The company will continue to develop its larger, more versatile EA288 2.0-liter TDI—which it uses in everything from hatchbacks to mid-size SUVs by Audi, Volkswagen, Seat, and Škoda—but nothing smaller. The world’s biggest carmaker will turn instead to hybrid power for its smallest cars, with electric motors boosting their three- and four-cylinder gasoline powertrains.
While VW’s new 148-hp 1.5-liter gasoline engine posts an emissions figure of 112 grams of CO2 per kilometer, the EU’s 2020 regulations demand a European fleet average of 95 grams. Volkswagen, Fiat Chrysler Automobiles, BMW, and Daimler have their own targets for that deadline date that vary between 88 and 101 grams. It’s from the EU and it’s complicated, so it’s best not to dig too deep into these disparities. Suffice it to say that, when paired with an integrated starter/generator (ISG) electric motor, VW’s small gasoline engine will slide well under the EU’s figure.
“Mild hybrids are right on the cost of small diesels. [Diesels] are finished. In the small cars, like the Polo and the Up, diesel will be much too expensive in 2020,” Welsch said.
“The take rate of diesel in small cars is going down step by step. They are expensive, so we have to see if there is a future for diesel in these small cars at all,” he cautioned.
“In the very near future, people will say, ‘Okay, to add a diesel is 25 percent more than the car’s price,’ ” he warned. “They will say, ‘Forget it.’ ”
For all the data and market information Welsch quoted, the decision to cull the small-diesel family has been pretty recent.
Only a year ago, brand boss Herbert Diess confirmed Volkswagen would develop a modular 1.5-liter TDI four-cylinder to be built deep into the 2020s. That engine was meant to share a record number of parts with the 1.5-liter TSI gasoline four-cylinder (which will be launched in the Europe-market Golf this year) as the two technologies came closer together
But Welsch, who was based in Volkswagen’s diesel-free China operation during the gestation of what became VW’s emissions-cheating scandal, had other ideas.
A Future of Hybrids across the Range
Volkswagen senior management believes the crossover point where mild-hybrid gasoline powertrains swamp small diesels by delivering cleaner emissions at lower cost will come somewhere around 2021 or 2022—coinciding neatly with both the introduction of the EU’s new emissions law and the timing of the facelift for this year’s all-new Polo.

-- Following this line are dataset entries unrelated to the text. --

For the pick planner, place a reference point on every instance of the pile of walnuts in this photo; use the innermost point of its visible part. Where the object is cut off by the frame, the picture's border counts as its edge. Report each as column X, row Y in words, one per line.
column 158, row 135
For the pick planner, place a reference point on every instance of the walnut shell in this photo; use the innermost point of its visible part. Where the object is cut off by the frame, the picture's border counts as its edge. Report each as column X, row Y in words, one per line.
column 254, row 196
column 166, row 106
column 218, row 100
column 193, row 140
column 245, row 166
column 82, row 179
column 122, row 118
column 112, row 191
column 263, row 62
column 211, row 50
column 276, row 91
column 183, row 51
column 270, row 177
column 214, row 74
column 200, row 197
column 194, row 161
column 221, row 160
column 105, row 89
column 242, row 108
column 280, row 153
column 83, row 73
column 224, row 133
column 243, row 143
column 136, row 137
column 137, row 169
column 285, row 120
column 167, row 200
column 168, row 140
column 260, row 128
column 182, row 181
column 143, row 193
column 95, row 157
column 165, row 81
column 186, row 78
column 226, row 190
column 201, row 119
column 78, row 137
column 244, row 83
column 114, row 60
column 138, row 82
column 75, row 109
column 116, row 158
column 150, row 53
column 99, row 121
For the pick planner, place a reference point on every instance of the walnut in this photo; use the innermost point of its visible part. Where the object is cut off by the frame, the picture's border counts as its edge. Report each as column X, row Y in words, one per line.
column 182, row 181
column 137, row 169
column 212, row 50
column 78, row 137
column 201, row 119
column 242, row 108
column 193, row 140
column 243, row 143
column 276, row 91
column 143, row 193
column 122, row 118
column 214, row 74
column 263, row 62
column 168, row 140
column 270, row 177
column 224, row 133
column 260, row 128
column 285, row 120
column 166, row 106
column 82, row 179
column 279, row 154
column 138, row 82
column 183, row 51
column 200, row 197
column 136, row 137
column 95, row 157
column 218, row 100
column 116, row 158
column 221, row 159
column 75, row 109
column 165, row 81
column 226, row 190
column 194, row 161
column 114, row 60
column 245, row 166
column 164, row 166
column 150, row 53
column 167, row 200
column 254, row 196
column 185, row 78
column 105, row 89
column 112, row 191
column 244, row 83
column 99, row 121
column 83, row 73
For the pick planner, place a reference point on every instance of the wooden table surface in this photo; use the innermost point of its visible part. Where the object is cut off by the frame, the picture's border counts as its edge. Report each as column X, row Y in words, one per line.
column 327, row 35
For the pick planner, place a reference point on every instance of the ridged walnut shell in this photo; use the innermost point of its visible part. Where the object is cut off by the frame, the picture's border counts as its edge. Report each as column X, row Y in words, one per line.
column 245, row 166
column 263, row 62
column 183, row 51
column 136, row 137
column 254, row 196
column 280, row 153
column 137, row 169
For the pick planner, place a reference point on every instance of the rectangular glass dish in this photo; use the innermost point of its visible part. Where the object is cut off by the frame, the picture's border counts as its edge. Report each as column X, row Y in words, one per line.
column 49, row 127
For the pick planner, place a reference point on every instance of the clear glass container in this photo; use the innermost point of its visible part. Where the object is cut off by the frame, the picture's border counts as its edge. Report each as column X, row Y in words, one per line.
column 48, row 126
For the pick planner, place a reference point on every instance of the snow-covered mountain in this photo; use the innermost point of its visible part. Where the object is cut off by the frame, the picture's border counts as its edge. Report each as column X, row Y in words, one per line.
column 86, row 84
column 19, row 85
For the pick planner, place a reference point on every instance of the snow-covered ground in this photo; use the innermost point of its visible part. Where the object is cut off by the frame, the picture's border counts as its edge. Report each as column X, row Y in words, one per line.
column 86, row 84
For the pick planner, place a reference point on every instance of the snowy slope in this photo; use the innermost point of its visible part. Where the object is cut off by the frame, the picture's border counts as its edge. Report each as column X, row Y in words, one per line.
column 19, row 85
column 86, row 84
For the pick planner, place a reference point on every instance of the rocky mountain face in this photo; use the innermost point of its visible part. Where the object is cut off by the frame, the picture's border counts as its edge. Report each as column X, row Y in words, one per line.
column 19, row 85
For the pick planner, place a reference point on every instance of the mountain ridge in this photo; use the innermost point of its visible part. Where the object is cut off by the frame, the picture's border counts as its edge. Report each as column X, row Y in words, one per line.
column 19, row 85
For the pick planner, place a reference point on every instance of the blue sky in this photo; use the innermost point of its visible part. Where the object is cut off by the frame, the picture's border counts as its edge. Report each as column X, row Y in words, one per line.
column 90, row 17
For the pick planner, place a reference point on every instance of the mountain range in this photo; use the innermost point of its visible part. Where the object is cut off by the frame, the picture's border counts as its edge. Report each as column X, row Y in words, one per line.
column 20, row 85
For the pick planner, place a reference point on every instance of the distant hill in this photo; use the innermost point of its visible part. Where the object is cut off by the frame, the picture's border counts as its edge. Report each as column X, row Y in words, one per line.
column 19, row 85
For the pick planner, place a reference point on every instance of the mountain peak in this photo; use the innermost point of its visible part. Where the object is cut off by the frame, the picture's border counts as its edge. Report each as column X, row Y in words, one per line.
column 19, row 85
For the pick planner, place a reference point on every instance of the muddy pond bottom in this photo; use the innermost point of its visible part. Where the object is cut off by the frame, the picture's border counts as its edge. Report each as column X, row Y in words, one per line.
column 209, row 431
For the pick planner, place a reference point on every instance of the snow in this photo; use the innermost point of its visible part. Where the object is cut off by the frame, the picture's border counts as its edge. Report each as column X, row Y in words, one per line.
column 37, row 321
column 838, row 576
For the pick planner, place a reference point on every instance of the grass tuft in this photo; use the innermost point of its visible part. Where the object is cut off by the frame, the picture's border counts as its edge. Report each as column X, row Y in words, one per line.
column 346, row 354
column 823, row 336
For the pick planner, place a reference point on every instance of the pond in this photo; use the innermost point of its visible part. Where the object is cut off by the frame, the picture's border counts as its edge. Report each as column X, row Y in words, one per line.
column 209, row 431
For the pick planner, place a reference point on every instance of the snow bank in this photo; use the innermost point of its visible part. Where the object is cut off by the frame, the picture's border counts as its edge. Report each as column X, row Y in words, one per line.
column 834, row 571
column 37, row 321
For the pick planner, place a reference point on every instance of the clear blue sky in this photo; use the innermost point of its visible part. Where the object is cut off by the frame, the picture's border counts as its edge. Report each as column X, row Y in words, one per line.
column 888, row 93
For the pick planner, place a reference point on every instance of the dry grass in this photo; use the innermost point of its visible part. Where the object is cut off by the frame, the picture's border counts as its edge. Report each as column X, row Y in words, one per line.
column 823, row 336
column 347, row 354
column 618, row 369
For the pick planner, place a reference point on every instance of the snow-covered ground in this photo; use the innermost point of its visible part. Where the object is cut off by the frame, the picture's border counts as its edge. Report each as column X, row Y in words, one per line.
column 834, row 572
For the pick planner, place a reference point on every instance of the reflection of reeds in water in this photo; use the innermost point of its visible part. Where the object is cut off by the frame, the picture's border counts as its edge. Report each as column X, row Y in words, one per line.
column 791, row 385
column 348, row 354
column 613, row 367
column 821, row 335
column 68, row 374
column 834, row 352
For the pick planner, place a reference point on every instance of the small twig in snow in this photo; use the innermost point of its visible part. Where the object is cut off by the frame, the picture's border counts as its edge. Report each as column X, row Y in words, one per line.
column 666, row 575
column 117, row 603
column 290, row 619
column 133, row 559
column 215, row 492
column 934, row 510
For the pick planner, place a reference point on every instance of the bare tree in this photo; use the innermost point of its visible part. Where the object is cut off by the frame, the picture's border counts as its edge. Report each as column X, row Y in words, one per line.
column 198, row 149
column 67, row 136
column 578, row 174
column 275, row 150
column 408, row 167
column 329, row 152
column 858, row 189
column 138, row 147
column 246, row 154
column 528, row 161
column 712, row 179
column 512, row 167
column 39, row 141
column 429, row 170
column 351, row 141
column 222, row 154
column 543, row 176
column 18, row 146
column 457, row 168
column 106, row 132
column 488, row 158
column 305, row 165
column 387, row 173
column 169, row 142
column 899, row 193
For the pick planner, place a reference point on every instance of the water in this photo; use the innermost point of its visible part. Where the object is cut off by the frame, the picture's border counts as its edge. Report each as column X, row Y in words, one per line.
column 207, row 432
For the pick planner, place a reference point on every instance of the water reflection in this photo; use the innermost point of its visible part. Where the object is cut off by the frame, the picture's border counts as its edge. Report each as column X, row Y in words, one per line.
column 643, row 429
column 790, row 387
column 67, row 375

“We think there will be a time, not so far away, when people will go for [gasoline] or a combination with hybrid—not diesel,” Welsch insisted.
“A mild hybrid is cheaper than diesel and has more or less the same CO2. From my perspective and Mr. Diess’s, this is four or five years. Maybe five years, it depends on the markets.
“We will have mild hybrids across the range. I think in most cases we will have 48-volt power and 12-volt power, even for the Polo.
While all diesel-powered cars and SUVs face a sharp jump in price after 2020, bigger diesel-engined cars and SUVs will be better placed to absorb the costs of the EU-mandated upgraded aftertreatment systems.
“Right now it works, but we all know what we will have to do in coming years with the new EU regulations. And then it doesn’t work.”
“To make these diesels fulfill these new regulations will cost at least 600 to 800 euros per car [about $650 to $850], and that’s just materials costs,” Welsch said. “It’s not in the engine, though. It’s for everything behind the engine. It’s all the aftertreatment. For a small diesel, the aftertreatment is as expensive as the engine is. That’s where we end up.”